Any local of any city has their go-to places and I am proud to have culminated my own lists for both Vancouver and Toronto. I’ve got a lot of food and to-do recommendations; so in honour of summer plans being made, here are my *local’s* recommendations in the two cities.
Up first is my home base, Vancouver—prefacing this with the fact that I grew up in Kitsilano, which is ten minutes away from the University of British Columbia, so these recommendations are in and around that area.
Start the day off on a sweet note at Grounds for Coffee for the best cinnamon buns in the world. My mum and I have been frequenting Grounds since I was a toddler, so that should speak volumes. Alternatively, head up to Blue Chip at UBC for a bite (make sure to grab one of their iconic cookies), and explore the UBC campus. It is genuinely the most beautiful Canadian campus in my opinion and always has something new to check out.
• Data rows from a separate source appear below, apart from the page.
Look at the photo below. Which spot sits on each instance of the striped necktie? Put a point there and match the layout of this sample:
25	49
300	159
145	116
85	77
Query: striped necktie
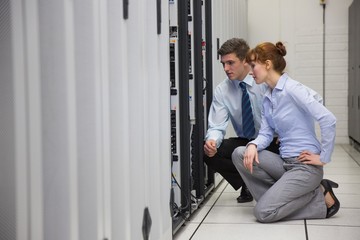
247	115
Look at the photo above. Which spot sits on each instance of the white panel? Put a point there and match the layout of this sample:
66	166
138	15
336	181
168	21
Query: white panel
89	122
58	120
119	122
7	127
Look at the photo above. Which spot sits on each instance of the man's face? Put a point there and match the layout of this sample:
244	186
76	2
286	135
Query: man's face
233	66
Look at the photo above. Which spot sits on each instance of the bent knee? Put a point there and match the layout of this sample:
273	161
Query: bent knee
264	215
237	154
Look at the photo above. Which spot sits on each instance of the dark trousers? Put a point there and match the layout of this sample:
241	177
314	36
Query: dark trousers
223	164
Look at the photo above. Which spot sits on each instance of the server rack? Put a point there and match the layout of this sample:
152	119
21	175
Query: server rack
354	74
190	181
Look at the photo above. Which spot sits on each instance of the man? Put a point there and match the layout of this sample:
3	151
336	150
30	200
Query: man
227	105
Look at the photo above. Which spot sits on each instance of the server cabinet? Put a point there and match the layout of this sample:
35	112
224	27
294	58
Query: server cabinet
188	107
354	73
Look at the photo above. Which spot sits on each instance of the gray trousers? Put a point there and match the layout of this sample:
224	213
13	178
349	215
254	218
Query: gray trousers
285	189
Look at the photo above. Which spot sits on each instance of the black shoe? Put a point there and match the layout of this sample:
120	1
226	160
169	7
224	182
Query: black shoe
328	185
245	195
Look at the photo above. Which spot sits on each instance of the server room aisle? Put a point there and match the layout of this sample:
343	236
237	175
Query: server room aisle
221	217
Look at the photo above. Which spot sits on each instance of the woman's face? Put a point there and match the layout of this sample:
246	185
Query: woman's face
258	71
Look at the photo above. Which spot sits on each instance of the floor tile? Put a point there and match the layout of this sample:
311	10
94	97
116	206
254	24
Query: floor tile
186	231
221	217
331	233
349	217
249	231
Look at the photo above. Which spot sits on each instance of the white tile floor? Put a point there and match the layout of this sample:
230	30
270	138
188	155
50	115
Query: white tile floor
221	217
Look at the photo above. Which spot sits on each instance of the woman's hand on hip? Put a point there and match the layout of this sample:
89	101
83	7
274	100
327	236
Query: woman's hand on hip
307	157
250	155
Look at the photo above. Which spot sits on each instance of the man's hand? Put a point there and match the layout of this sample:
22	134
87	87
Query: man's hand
250	155
307	157
210	148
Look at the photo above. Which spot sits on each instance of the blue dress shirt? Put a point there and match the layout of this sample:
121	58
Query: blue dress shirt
290	110
226	105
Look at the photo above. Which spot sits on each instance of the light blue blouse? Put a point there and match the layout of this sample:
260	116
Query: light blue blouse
290	110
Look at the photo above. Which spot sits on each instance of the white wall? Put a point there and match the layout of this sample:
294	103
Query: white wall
299	24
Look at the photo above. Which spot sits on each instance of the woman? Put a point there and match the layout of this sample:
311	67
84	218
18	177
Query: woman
288	186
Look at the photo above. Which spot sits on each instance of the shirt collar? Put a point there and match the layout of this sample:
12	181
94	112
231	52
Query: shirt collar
280	84
249	80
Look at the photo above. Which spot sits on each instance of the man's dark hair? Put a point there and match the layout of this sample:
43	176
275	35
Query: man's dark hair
234	45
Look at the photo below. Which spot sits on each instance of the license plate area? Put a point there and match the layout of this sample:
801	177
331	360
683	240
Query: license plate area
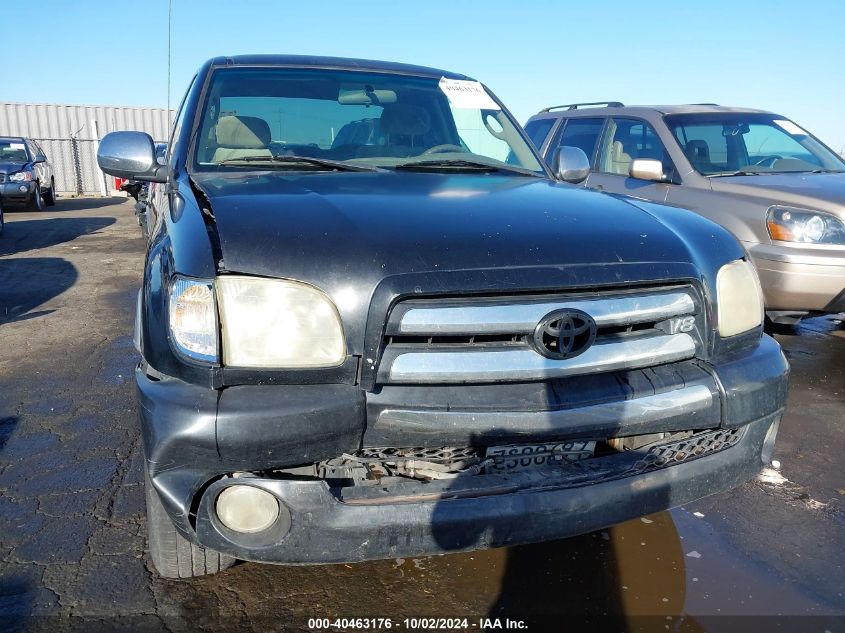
514	457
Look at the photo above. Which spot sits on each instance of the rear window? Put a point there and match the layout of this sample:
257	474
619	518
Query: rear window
582	133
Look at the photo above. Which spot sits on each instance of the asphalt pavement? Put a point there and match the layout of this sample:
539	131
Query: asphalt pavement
72	533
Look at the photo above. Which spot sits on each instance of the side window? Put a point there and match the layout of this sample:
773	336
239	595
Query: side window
705	146
626	140
581	133
538	130
177	124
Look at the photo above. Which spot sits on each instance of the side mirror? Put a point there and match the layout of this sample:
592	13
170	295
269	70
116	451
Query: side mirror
573	166
647	169
130	155
161	153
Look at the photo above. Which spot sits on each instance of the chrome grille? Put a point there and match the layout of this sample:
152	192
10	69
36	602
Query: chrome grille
486	340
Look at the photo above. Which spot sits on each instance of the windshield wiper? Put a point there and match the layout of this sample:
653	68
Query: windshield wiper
463	164
331	165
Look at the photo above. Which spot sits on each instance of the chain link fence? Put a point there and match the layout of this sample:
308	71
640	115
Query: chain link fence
75	169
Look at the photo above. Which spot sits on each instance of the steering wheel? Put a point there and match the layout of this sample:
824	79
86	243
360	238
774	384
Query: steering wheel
768	161
442	149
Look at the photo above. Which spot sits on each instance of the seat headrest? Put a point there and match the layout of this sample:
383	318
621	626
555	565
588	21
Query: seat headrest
242	132
406	119
697	148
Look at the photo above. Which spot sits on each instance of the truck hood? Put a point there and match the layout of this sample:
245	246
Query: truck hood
419	232
822	191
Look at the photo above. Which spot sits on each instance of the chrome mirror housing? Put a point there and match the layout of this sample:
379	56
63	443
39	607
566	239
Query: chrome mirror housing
130	155
647	169
573	166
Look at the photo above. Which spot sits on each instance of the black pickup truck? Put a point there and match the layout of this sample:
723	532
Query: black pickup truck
374	324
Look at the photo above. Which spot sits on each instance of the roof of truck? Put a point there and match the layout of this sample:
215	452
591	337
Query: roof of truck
588	109
333	62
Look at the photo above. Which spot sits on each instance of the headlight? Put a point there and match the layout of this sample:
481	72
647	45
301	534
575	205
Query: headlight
278	323
21	176
740	298
786	224
193	319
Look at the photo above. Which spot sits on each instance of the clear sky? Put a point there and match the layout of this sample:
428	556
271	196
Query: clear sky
776	55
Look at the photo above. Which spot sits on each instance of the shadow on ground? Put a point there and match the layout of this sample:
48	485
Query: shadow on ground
28	282
26	235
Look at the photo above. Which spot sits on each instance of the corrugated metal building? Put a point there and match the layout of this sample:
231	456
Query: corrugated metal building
70	135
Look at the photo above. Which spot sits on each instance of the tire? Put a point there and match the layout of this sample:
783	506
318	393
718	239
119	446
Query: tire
50	196
37	201
172	554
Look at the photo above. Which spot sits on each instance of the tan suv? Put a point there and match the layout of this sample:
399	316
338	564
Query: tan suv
779	189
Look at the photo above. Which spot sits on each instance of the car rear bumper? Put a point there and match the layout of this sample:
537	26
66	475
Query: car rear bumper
193	435
798	280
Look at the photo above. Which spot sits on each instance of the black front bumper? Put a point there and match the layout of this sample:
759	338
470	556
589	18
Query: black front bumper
193	435
11	191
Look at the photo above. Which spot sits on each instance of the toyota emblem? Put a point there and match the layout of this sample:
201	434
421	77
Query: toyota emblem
564	334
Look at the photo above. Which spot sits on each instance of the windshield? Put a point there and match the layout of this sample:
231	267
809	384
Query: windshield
342	119
13	152
748	143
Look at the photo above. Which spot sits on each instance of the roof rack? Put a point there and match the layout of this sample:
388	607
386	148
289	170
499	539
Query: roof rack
575	106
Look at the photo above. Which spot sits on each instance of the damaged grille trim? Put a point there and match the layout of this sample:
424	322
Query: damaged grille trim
404	365
686	408
573	474
521	318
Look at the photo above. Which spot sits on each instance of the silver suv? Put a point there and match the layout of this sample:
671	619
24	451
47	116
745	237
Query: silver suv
779	189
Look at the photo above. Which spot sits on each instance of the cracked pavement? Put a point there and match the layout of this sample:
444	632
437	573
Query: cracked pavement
72	526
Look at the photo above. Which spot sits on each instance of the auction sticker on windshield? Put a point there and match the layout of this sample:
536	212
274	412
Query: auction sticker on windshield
467	94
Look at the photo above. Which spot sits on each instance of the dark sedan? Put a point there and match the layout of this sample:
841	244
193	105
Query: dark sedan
26	176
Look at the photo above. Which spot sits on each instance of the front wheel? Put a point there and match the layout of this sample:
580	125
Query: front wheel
36	203
172	554
50	196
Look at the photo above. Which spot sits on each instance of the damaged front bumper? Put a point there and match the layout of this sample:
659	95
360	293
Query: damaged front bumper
718	437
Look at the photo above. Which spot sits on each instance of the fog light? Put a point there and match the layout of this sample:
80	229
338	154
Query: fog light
247	509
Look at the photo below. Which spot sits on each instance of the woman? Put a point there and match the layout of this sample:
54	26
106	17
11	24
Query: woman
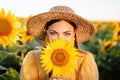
60	22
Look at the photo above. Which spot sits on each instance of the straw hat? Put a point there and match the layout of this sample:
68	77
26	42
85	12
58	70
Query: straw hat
85	29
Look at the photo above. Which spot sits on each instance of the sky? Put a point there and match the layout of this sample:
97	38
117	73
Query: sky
104	10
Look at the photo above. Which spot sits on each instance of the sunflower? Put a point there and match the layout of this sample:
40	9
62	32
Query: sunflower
108	45
60	57
116	35
25	35
9	28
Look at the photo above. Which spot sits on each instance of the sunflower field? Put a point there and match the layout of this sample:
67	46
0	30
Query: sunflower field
15	42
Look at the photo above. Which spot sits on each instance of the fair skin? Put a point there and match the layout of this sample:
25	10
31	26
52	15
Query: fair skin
61	30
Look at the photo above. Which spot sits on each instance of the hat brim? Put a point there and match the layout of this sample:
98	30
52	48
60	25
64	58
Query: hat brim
85	29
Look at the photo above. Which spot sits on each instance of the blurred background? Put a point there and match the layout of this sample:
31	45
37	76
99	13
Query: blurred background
15	41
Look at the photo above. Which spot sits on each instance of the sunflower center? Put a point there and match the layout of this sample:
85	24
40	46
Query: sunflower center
59	57
5	27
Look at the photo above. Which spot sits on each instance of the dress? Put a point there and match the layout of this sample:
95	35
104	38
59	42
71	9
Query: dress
86	67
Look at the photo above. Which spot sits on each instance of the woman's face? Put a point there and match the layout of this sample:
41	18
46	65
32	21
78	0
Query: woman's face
61	30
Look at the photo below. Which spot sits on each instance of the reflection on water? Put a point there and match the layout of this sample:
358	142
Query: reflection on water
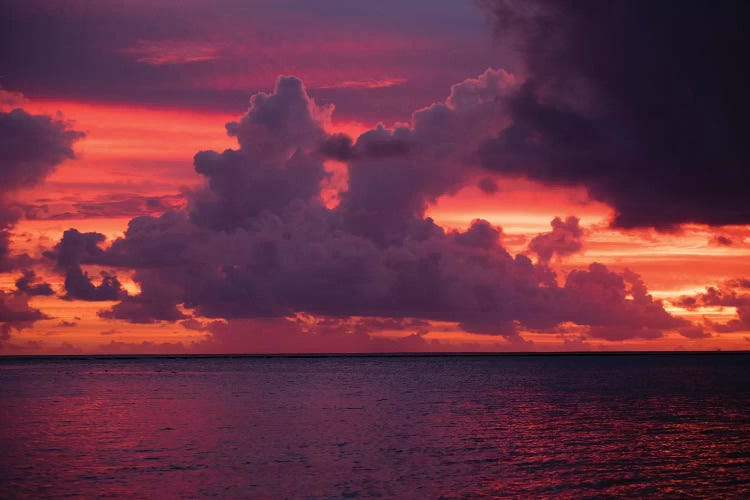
408	427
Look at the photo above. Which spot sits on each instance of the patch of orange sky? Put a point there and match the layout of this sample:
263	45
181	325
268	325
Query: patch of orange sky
148	152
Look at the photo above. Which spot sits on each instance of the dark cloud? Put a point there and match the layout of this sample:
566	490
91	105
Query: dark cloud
258	243
272	167
29	284
488	185
721	241
732	293
31	146
645	103
114	52
131	205
564	239
74	250
16	314
78	286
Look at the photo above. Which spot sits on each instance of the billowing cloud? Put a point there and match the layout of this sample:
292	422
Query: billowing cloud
644	103
564	239
70	252
28	283
259	243
732	293
16	314
31	147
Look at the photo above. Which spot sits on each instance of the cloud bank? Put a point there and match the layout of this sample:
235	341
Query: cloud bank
258	243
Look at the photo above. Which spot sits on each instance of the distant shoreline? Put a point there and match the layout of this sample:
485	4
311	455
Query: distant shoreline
105	357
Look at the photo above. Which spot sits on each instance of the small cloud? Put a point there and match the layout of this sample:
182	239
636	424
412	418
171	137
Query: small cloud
373	83
164	52
721	241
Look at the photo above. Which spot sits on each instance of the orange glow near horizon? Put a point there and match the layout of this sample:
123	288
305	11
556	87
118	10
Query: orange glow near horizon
148	152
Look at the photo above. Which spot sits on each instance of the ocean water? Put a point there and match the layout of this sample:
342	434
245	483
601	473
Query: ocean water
364	427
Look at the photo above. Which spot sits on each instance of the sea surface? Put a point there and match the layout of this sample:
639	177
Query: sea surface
363	427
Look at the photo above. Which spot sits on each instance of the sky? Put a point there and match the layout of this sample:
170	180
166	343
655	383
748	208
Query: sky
336	176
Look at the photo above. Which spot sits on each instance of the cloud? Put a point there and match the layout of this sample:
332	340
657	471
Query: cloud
73	250
564	239
373	83
732	293
16	314
29	284
641	102
31	147
168	52
257	243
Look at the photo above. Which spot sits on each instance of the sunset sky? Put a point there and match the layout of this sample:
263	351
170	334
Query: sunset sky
239	176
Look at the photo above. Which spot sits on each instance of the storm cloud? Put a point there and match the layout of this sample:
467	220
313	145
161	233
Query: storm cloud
258	242
644	103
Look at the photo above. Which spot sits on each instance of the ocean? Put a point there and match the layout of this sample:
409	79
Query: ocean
376	426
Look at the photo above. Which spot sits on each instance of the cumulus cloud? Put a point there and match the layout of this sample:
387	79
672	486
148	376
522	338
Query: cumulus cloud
31	147
258	243
28	283
76	248
645	103
732	293
16	314
564	239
From there, hop on the 99 B-Line bus and get some sushi from Masa Sushi on Broadway—their Secret Garden Roll is definitely a must. If you aren’t in the mood for sushi, go to Sing Sing on Main Street and order an assortment of appetizers to nosh on. Dodge into a couple thrift stores or any of the hole-in-the-wall antique shops for some unique finds.
For dinner, head over to Marcello Ristorante on Commercial Drive. Dubbed as Vancouver’s “Little Italy,” this area offers some pretty stellar Italian food, as well as some more thrift stores and parks. Wind down with some ice cream from Earnest Ice Cream on Quebec Street and East 2nd. They’ve always got the most unique flavours—such as whiskey hazelnut and London fog.
That’s a pretty decent day spent in the main areas of Vancouver (excluding downtown, which is an entirely different world in and of itself ).
Moving east to Toronto: home to big buildings and the best soup dumplings ever. These recommendations are mainly in and around the downtown neighbourhoods, with the exception of Roncesvalles. Start off your morning at Fran’s for some Toronto staple diner-style brekkie—I am partial to their College Street location.
For lunch, head to Juicy Dumpling in Chinatown for the cheapest and best soup dumplings ever – I am forever grateful to my friend for introducing me to my now go-to. Explore the Chinatown area for some cool thrift stores and unique memorabilia finds. Or, go to Grillies on Dundas for an amazing pulled pork sandwich.
Madras Kaapi on College is a haven for some South Indian style coffee; you can also check out the little stores in and around the area for some unique collectibles. My friend and I have spent hours there trying out the various pastries and food. Reunion Coffee Roasters in Roncesvalles is also great to grab a coffee and explore the picturesque little neighbourhood. I love poking around the main strip and wandering in the inside roads—I could easily spend all day there, especially since it’s the first place my Opa lived when he immigrated to Canada in ‘58.
Finally for dinner, check out Vivoli for some killer Italian food! After the surprise birthday party that my friends organized there for my 20th, it is forever a kindred spot for me.
And there you have it! How to spend 24 hours in two of Canada’s biggest (and polar opposite) cities.
Hopefully this awakened the tourist within!